Pkl. 06.30 pagi bersama teman-taman sejawat dari KC Bekasi, kami meluncur ke Bandara Soekarno Hatta, untuk memberikan penghormatan terakhir kepada ketiga saudara yang kami cintai. Bpk. Noviansyah yang lebih akrab dikenal dengan Pak Coki, bersama dengan penulis di DRPK, saat itu beliau sebagai kepala Seksi.

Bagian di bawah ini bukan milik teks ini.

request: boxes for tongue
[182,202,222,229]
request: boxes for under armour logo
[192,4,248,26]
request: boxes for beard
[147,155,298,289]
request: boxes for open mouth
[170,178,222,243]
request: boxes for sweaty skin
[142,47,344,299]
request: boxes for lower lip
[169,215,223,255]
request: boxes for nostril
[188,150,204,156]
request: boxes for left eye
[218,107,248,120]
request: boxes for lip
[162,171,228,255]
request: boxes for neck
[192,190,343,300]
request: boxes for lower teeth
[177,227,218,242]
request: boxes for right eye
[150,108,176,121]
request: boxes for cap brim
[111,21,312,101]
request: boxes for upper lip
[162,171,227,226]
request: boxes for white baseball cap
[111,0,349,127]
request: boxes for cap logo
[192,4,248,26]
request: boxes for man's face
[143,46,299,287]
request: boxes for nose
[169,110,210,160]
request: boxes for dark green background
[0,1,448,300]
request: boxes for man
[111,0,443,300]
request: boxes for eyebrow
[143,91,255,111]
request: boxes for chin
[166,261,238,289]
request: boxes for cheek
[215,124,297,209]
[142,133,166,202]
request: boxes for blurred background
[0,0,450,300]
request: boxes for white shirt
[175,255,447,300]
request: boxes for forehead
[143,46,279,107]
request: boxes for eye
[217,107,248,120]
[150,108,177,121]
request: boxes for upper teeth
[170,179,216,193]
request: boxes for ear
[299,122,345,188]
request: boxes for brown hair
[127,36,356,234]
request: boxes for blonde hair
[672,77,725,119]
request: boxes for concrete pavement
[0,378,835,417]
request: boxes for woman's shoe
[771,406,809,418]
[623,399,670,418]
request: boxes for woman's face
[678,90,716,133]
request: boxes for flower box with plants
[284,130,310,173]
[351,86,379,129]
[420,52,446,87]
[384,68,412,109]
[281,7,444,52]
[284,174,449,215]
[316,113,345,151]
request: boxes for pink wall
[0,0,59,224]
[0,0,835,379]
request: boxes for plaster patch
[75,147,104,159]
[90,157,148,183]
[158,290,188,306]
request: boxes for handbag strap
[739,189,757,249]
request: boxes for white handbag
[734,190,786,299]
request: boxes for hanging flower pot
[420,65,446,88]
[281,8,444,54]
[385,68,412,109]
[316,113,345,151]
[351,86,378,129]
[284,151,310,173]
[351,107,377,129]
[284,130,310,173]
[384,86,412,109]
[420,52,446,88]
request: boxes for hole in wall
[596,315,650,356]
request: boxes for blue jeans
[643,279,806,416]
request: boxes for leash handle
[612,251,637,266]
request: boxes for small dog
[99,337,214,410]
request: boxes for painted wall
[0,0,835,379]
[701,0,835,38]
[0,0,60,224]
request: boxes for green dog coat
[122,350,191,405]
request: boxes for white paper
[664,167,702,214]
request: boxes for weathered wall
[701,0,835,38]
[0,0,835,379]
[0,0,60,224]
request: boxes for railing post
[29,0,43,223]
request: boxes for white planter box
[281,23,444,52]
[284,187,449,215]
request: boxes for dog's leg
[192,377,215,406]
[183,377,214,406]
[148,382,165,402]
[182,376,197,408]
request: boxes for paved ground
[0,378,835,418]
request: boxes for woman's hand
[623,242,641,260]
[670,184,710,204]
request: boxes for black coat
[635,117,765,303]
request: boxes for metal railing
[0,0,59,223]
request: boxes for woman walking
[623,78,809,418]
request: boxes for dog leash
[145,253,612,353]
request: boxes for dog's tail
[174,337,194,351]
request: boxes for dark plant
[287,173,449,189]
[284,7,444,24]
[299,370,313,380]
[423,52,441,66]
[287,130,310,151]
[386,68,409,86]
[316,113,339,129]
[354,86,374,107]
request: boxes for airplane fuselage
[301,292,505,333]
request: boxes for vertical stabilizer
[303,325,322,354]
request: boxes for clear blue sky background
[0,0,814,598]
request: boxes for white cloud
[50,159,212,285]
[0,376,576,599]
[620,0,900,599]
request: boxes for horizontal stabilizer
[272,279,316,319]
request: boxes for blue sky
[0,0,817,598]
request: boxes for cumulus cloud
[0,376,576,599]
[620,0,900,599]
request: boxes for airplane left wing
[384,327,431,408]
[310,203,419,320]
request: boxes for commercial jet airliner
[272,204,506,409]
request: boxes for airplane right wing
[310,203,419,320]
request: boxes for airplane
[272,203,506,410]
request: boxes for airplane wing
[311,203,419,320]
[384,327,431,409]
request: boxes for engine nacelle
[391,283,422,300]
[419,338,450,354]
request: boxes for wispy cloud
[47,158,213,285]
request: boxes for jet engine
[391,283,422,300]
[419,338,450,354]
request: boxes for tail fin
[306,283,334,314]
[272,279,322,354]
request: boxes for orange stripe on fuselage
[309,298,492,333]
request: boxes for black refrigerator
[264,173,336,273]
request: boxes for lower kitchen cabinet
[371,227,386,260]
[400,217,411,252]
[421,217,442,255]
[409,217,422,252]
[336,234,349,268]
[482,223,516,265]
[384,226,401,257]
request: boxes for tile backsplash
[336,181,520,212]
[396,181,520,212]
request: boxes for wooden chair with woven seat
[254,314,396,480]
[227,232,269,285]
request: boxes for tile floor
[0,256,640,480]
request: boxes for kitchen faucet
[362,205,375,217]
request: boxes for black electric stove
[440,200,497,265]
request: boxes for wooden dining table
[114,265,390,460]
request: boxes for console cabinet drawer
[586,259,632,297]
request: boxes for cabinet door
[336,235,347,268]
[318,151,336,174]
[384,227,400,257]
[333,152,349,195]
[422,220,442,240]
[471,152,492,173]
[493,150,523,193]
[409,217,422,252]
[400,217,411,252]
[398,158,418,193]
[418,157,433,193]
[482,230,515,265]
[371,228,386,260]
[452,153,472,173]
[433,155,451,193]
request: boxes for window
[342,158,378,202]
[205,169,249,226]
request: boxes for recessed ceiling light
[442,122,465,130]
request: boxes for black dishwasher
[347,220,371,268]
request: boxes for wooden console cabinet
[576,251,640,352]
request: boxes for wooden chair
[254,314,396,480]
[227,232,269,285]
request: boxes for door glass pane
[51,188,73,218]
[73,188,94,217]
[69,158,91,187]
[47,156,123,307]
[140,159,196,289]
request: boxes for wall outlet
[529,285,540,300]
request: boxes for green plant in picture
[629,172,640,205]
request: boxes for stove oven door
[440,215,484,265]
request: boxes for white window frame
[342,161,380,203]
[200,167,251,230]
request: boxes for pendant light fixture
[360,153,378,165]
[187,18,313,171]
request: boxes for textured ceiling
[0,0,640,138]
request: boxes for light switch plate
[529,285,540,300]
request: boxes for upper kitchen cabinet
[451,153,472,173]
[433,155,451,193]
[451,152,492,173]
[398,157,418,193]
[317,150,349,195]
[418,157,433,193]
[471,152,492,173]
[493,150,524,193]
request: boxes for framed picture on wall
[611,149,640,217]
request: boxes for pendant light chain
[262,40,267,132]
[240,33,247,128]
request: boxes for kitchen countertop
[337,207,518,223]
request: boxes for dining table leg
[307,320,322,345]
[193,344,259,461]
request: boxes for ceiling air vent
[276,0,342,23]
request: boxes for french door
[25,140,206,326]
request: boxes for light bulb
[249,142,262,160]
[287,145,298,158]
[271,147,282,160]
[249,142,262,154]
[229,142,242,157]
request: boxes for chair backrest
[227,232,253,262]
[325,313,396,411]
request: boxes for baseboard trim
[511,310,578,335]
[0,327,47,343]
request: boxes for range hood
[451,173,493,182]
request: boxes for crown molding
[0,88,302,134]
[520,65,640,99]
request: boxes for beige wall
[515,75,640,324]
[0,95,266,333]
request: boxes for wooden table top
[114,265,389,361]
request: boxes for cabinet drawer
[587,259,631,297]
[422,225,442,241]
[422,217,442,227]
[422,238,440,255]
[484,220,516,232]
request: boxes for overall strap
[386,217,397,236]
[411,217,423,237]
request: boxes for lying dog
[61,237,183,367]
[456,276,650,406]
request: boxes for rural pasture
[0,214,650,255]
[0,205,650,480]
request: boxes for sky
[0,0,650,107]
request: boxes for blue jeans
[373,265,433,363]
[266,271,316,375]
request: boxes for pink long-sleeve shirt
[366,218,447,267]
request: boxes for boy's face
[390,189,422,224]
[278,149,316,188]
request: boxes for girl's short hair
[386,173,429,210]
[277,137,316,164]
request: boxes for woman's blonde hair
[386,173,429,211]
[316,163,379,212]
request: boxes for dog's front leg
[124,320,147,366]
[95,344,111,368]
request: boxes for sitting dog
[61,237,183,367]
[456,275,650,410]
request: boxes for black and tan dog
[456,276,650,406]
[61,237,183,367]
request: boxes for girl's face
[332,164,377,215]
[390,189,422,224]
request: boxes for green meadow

Bapak yang satu ini dikenal dengan kelembutan dan senyumnya yang “sumringah”, semangat yang tinggi dibuktikan nya, setidaknya saat kami mengikuti ujian Sertifikasi Manajemen Risiko, sekalipun dalam keadaan sakit, ybs tetap bertahan untuk mengikuti ujian dan hasilnya .. ybs berhasil lulus.
Duapuluh dua unit mobil beriringan dari Bandara Soekarno Hatta, sekitar pkl. 10.00 an jalanan Jakarta diramaikan dengan suara sirine yang bersaut-sautan menuju Jl. Gajah Mada. Keluarga Bpk. Mangku Mukmin ada diantara rombongan, tersayat rasanya hati ini melihat anak-anak beliau menyambut peti jenazah di terminal kargo. Pak Mangku juga adalah kepala Bagian di DRPK saat penulis masih di DRPK. Ketegasan dan Disiplin tinggi adalah kenangan yang indah dari beliau. Berbahasa Palembang senantiasa dengan penulis merupakan kenangan yang tak terlupakan, sekalipun telah di KC Padang dan Batam, kala berkomunikasi beliau masih kerap menyapa “mak mano er ?!”
Mereka telah memberikan sesuatu yang terbaik dari dirinya kepada lembaga, keluarga dan masyarakat sekitarnya. Tentu ada ketidak sempurnaan dikala mereka mencoba memberikan yang terbaik, tetapi semua itu adalah upaya mereka untuk mencapai sesuatu yang lebih baik dan lebih baik lagi. Jika mereka telah memberikan... saatnya kita untuk menerima segala ketidak sempurnaan yang ada, sebagai kenangan yang indah dan pada saatnya untuk dilupakan. Bak pepatah Yunani mengatakan Quid pro quo ...memberikan sesuatu untuk menerima sesuatu. Selamat jalan Saudaraku ... May Peace be with your family.